3 Min Read
(Adds Barrick comment)
By Chris Mfula
LUSAKA, Dec 30 (Reuters) - Zambia will hike royalty rates on open pit and underground mining beginning on Thursday, the country's mines minister said on Tuesday, despite industry concerns of shaft closures and up to 12,000 in job losses.
The decision to increase royalties for open pit mines to 20 percent from 6 percent and those for underground mines to 8 percent from 6 percent has rattled unions and miners and there had been hopes that the government would soften its stance.
But Mines Minister Christopher Yaluma said on Tuesday the government would implement the new royalties system as is when it comes into effect on Jan. 1 because it was in the best interest of the country, Africa's second-largest copper producer.
"It will be negligent of the government to undo what we did.
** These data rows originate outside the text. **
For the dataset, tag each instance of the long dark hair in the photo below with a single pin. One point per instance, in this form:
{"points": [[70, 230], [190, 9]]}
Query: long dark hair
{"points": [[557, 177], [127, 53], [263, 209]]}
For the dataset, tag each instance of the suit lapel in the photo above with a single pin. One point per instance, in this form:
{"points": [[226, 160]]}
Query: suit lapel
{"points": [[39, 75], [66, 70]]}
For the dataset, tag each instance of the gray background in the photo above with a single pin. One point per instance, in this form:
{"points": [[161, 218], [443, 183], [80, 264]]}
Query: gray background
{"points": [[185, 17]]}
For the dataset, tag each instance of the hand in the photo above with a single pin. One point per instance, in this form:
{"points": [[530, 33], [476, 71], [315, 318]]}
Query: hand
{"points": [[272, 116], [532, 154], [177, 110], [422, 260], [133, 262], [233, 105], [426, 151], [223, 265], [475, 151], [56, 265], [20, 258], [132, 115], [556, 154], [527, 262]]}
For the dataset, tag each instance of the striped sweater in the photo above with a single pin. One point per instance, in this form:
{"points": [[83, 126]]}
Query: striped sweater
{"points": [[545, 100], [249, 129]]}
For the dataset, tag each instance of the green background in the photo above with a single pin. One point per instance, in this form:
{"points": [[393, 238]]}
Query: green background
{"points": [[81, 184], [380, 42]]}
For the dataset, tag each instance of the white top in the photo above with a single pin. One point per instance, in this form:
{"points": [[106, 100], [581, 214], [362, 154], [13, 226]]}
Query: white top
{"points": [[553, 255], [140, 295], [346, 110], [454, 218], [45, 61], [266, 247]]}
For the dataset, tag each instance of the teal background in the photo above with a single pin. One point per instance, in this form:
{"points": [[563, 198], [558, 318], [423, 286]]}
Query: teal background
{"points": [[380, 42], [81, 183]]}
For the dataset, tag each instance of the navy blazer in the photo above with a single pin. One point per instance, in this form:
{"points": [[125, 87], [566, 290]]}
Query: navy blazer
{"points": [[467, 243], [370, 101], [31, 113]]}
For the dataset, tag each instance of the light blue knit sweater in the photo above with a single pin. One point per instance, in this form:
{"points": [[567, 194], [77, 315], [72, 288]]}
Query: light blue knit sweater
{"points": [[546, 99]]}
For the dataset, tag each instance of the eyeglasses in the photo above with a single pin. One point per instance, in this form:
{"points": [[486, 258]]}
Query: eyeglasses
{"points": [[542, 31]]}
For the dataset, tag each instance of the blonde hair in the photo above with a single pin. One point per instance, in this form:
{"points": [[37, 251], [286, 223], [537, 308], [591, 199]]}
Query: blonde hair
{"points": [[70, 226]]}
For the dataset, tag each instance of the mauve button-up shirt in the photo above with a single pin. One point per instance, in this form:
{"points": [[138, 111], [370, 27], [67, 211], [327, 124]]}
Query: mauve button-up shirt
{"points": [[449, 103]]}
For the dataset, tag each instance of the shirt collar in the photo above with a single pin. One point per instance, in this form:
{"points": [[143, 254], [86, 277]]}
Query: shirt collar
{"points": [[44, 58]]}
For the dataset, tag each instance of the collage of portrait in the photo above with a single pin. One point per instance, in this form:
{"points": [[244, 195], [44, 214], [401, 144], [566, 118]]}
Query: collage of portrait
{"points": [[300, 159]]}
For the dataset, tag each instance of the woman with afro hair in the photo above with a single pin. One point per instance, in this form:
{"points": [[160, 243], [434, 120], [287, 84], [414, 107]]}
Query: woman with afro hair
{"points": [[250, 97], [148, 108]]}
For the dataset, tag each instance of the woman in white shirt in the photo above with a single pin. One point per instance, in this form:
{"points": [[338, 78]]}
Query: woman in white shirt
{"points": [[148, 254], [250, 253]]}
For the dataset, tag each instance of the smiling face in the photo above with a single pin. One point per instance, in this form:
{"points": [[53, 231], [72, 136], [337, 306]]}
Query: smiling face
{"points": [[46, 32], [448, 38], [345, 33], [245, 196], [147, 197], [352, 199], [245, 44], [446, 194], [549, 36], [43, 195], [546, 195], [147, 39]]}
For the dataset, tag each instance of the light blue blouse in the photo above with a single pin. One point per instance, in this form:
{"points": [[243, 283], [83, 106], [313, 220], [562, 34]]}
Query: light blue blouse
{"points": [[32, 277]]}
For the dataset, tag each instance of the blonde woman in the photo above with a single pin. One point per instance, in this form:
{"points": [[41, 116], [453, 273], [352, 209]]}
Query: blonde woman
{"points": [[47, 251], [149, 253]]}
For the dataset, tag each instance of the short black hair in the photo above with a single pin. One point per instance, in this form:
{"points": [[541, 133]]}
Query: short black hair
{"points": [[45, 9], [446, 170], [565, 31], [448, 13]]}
We applied our minds when coming up with the new rates and can't just change because of an outcry," Yaluma told Reuters.
He added that mining companies should come up with clear models showing how their businesses would be hit by the royalties for the government to consider any revision.
Zambia's Chamber of Mines said this month the new royalties would result in shaft closures and 12,000 jobs losses, and may make a number of other operations economically not viable.
The plan has already prompted Toronto-based Barrick Gold Corp. to say it will suspend operations at its Lumwana Copper Mine, which supports nearly 4,000 direct jobs in the area.
Barrick spokesman Andy Lloyd said on Tuesday that Barrick remained "open to talks to find a solution that allows the mine to continue operating". In the meantime, the company will start procedures to suspend operations.
Mine Workers Union of Zambia President Chishimba Nkole said his 25,000-strong union was deeply concerned about job losses.
"There must be flexibility on the part of the government and they must act very swiftly because we don't want our members to lose their jobs," Nkole told Reuters.
Mining accounts for 12 percent of Zambia's gross domestic product and 10 percent of formal employment.
Mopani Copper Mines, owned by Glencore, and Canadian firm First Quantum Minerals both have big copper projects that could also be at risk, the Chamber of Mines said.
First Quantum, which operates Zambia's largest copper mine, Kansanshi has said the plan is a "massive disincentive" for investment if it does not come with some form of capital relief.